Under the deep shade of the redwood canopy is the lushest forest of any old-growth redwood park: lichens hang from branches overhead, moss covers the rocks, and fallen trees have other trees growing on top of them. A plush, unbroken lawn of ferns gives the forest a manicured, garden-like appearance; above, breaks in the canopy reveal glimpses of distant arrow-straight trees shooting into the sky. The colors are unusually light; the foliage and the ferns are a light pastel green, while the redwooks’ bark is a light grey.
The most impressive woodlands in the park are along Prairie Creek, sheltered at the bottom of an 800-foot-deep valley. The rich, primieval look of this forest, especially in the dim light of late afternoon, is like no other.
The park as a whole is in remarkably pristine condition, yet it has an extensive trail network — a rare combination. Here, as nowhere else, visitors can appreciate the redwood forest without having to imagine what it was like before it was logged.
The best all-day redwood hike, with spectacular redwood forest, the wild and scenic Gold Bluffs Beach, and a fern-covered slot canyon.
A superb loop with the best redwood scenery in Prairie Creek. Gets some traffic noise.
Features an exceptionally dense and lush redwood grove by a burbling brook.
A perfect introduction to Prairie Creek, this easy and popular loop passes through some of the park’s most scenic groves.
A really short, little-used trail through a spectacular redwood-filled canyon.
The little-used Rhododendron Trail climbs through sunny old-growth redwood uplands, while the Foothill Trail passes through two impressive alluvial-flat groves.
A varied and scenic hike that combines an easy walk through coastal meadows with a climb into attractive old-growth redwood uplands.
A peaceful, little-used loop that winds dramatically through canyons and over ridges through lush redwood uplands.
A shorter alternative to the James Irvine and Miners’ Ridge loop, this loop doesn’t have as much variety, but it’s almost entirely in old-growth redwoods.
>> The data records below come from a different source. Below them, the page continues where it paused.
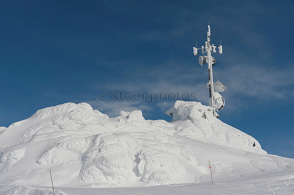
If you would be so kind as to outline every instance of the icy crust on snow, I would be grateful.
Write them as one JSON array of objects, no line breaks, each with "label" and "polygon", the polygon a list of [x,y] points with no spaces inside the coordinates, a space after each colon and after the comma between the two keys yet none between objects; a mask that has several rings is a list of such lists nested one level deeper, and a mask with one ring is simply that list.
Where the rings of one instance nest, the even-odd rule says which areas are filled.
[{"label": "icy crust on snow", "polygon": [[[139,110],[109,118],[86,103],[40,110],[27,119],[0,128],[0,183],[9,178],[13,183],[49,186],[49,168],[56,185],[69,187],[194,182],[210,174],[207,151],[202,150],[212,149],[207,148],[221,147],[220,152],[233,150],[242,155],[266,154],[256,140],[214,117],[211,109],[198,102],[178,101],[167,112],[173,117],[171,122],[145,120]],[[239,155],[231,155],[231,163],[218,161],[229,165],[230,171],[238,163],[250,162],[245,158],[239,162]]]},{"label": "icy crust on snow", "polygon": [[[2,153],[2,152],[1,152]],[[13,150],[0,154],[0,163],[4,163],[12,161],[18,161],[24,155],[24,150],[20,148]]]}]

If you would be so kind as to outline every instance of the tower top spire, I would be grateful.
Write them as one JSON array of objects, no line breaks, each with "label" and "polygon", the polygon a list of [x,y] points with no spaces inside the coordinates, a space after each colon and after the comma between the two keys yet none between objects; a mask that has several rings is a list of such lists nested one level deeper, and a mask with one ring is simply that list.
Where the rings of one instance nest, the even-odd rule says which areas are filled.
[{"label": "tower top spire", "polygon": [[[202,66],[206,64],[207,64],[207,67],[208,69],[208,88],[209,89],[209,104],[212,108],[212,112],[213,116],[216,117],[218,117],[219,116],[216,111],[219,111],[222,109],[225,105],[225,100],[223,97],[218,93],[218,92],[222,92],[225,90],[226,88],[222,83],[218,81],[215,83],[213,83],[213,77],[212,66],[215,65],[216,62],[216,60],[213,56],[211,55],[212,52],[214,53],[219,53],[220,54],[223,53],[223,47],[220,44],[220,45],[219,47],[217,47],[214,46],[213,44],[211,43],[211,31],[210,26],[208,22],[208,30],[207,31],[207,40],[205,41],[205,46],[202,46],[201,48],[197,48],[197,43],[196,47],[193,48],[193,52],[194,55],[197,55],[198,54],[202,54],[204,55],[206,53],[207,55],[200,56],[198,59],[199,64]],[[197,42],[196,42],[197,43]],[[217,50],[216,49],[217,49]],[[198,50],[201,50],[201,52],[198,53]],[[219,83],[220,84],[218,83]],[[218,85],[218,89],[215,89],[214,87],[214,84]],[[222,85],[222,86],[221,85]],[[221,90],[221,89],[223,89]]]}]

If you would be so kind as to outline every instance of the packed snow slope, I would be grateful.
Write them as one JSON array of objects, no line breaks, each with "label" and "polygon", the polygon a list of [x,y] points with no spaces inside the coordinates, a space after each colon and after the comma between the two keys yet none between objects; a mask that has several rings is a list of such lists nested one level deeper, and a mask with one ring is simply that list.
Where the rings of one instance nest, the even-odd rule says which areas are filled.
[{"label": "packed snow slope", "polygon": [[[177,101],[166,112],[172,117],[169,122],[145,120],[139,110],[109,118],[86,103],[39,110],[0,127],[0,194],[50,194],[49,169],[56,194],[98,194],[76,188],[198,183],[168,186],[175,192],[182,189],[177,194],[190,194],[179,192],[192,188],[199,192],[210,185],[208,159],[214,180],[224,186],[266,184],[268,178],[277,186],[283,184],[277,181],[286,181],[284,190],[293,191],[294,159],[267,155],[254,138],[213,117],[211,109]],[[269,185],[263,186],[267,190]],[[210,187],[216,186],[220,186]],[[149,188],[121,194],[141,194],[144,189],[166,194],[164,187]],[[99,194],[121,191],[116,190]]]}]

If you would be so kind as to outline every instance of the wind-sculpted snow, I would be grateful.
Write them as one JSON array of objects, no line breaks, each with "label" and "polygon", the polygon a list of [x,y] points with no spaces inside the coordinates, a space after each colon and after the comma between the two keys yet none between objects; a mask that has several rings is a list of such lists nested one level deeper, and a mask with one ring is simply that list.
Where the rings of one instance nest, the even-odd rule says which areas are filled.
[{"label": "wind-sculpted snow", "polygon": [[[288,159],[266,155],[254,138],[214,118],[211,109],[177,101],[167,111],[169,122],[145,120],[139,110],[109,118],[86,103],[41,109],[0,127],[0,183],[15,185],[11,194],[22,194],[19,185],[24,192],[34,190],[30,185],[50,186],[49,169],[57,187],[203,182],[210,179],[208,159],[216,179],[294,169]],[[40,189],[39,194],[51,193]]]},{"label": "wind-sculpted snow", "polygon": [[9,161],[18,161],[24,155],[24,150],[20,148],[13,150],[1,154],[0,163],[4,163]]}]

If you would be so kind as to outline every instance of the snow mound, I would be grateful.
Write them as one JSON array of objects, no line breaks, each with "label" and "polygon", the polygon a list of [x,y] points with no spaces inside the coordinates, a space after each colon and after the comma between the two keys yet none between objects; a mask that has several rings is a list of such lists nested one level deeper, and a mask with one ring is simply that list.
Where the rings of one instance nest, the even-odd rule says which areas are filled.
[{"label": "snow mound", "polygon": [[[86,103],[38,110],[0,128],[0,183],[21,186],[11,194],[49,187],[49,169],[57,187],[205,182],[208,159],[216,179],[294,169],[288,159],[267,155],[254,138],[213,117],[209,106],[178,101],[166,113],[170,122],[145,120],[139,110],[109,118]],[[51,193],[40,188],[31,194]]]},{"label": "snow mound", "polygon": [[13,150],[1,154],[0,163],[4,163],[9,161],[18,161],[24,155],[24,150],[20,148]]}]

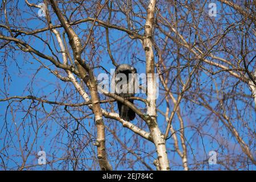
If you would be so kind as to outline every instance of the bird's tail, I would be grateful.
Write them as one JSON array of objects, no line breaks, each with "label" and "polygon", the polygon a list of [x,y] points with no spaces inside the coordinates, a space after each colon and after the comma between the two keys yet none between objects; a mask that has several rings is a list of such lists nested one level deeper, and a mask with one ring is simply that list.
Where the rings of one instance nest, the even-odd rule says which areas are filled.
[{"label": "bird's tail", "polygon": [[[132,104],[133,103],[133,100],[129,100],[129,101]],[[128,121],[134,119],[135,113],[133,110],[121,102],[117,102],[117,105],[118,106],[119,114],[121,118]]]}]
A scenic gravel logging road that climbs through redwood uplands. Open to cars in summer.
An interesting and enjoyable hike that starts in an impressive redwood-lined canyon and leads to a lushly-wooded ridgetop.
A little-used dead-end trail that climbs a hill through mostly small upland redwoods.
A short, steep loop with some first-rate old growth. Conveniently located next to the visitor center and Elk Prairie Campground.
A short trail that follows an old roadbed through exceptionally nice redwood uplands.
An enjoyable trail that starts with an impressive stretch of old-growth redwoods, then descends to a secluded beach.
A descent through spruce woods to a quiet, secluded beach strewn with big boulders and driftwood.
Circles Elk Prairie. Mostly passes through smaller trees and brush, with short stretches of impressive redwoods at the beginning and end.
A short trail that climbs through a canyon off Drury Parkway. The mixed-species forest doesn’t have a lot of redwoods.
A pleasant, woodsy campground conveniently located near some great redwood trails.
A popular campground next to a huge, deserted beach.
On a sunny shrub-covered hill by the sea. It’s only a five-minute walk from the parking lot, so it’s often used by non-backpackers.
A paved highway that slices through an otherwise pristine redwood wilderness. Not quite as scenic as the other redwood drives, since the woods are so dense that you can’t see much from the road.
A scenic gravel logging road that climbs through redwood uplands. The closest you can get to the experience of hiking the redwoods without leaving your car. Open to cars in summer only.
Prairie Creek gets a steady stream of visitors throughout the year. Although it never gets the sorts of crowds that Yosemite or Muir Woods do, Fern Canyon and the visitor center do get somewhat busy in the summer; in fact the parking lot for Fern Canyon is now only available by reservation in summer. The visitor center trailhead only has 16 unrestricted parking spots, so parked cars line nearby Drury Parkway on most afternoons. Most other parts of the park are generally pretty quiet.
Most of the longer trails (West Ridge, Prairie Creek, Foothill, and Rhododendron) run either along a ridge or along Prairie Creek for their entire length. If you hike the entire trail at once, the environment changes very little and after a few hours it can get kind of monotonous. So instead of taking one long hike, it’s a lot more enjoyable to combine short segments of ridge and valley trails into short loops, and hike several of these loops in different parts of the park. The Miners’ Ridge and James Irvine loop is a notable exception and is a great all-day hike with plenty of variety.
During winter storms, even mild ones, Drury Parkway is often closed for the day. If the parkway is closed you won’t be able to reach many of the park’s trails like the Brown Creek loop and the Hope Creek loop. On the other hand, it’s a great opportunity to hike the Karl Knapp and Foothill Trails without the usual traffic noise.
There’s no cell service at all in the park, but the campground entrance kiosk has wifi that also covers the nearby campfire center.